I get a social security check once a month, and once a month I am reminded how little my working contribution was appreciated. For the amount of annoyance this check gives me, I really should tell the US government to keep it.
For my 50 years of working (I started at the tennis courts counter, see 15), I A) worked for low wages, or B) was self-employed, or C) worked for nothing just trying to keep the business afloat, or D) worked full-time at home raising three kids and keeping a household running. Or E) All the above at the same time.
My husband and were self-employed most of our working years. We paid taxes all right, but we didn’t pay into social security. But even counting the 2–4 years when we were on someone else’s payroll, I can’t for the life of me see why my husband gets five times as much social security as I do. His social security isn’t enough to live on, but mine isn’t enough to hire a cleaning lady. It’s not enough to pay for a teeth cleaning. It’s not enough to take a train on a senior citizen’s discount.

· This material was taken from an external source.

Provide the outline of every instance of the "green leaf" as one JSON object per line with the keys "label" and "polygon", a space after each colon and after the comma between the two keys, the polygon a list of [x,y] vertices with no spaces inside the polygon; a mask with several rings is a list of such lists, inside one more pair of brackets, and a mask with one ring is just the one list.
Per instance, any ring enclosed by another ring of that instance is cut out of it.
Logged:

I’m feeling pretty bitchy, this 65. I hired lots of people over the years. I started several businesses. I taught college, ran a library, wrote for a newspaper, and served on volunteer boards. And on the home front, I not only raised three kids, I grew and canned vegetables, mowed grass, wrote books, drove an amputee for 8 months, drove an Amish lady for a year, drove to see aging parents once a month, sewed clothing and costumes, and did bookkeeping for all of the above.
Why is none of this counted?
Why in 2020 am I even talking about this when paychecks haven’t gotten close to parity? We need equal pay for equal work first, right? And then we’ll talk about all the work that doesn’t get any pay?
Right now the Republican Senate is trying to cut the economic pie into thinner and thinner slivers, weighing each situation as though anyone were spared the hardships of coronavirus. The desperate times have made it ever more apparent that qualifying guidelines are a crock. They are an excuse for not paying people who aren’t in the club and don’t know the secret handshake. Republicans shouldn’t be deciding who gets rewarded and who doesn’t. A sane and supportive government would realize that everyone deserves equal treatment. Period.
When we get to the finish line on this pandemic, let’s work at recognizing everyone’s work. Period. And spare me this once-a-month reminder, thanks to the SSA, of a society that values me so little.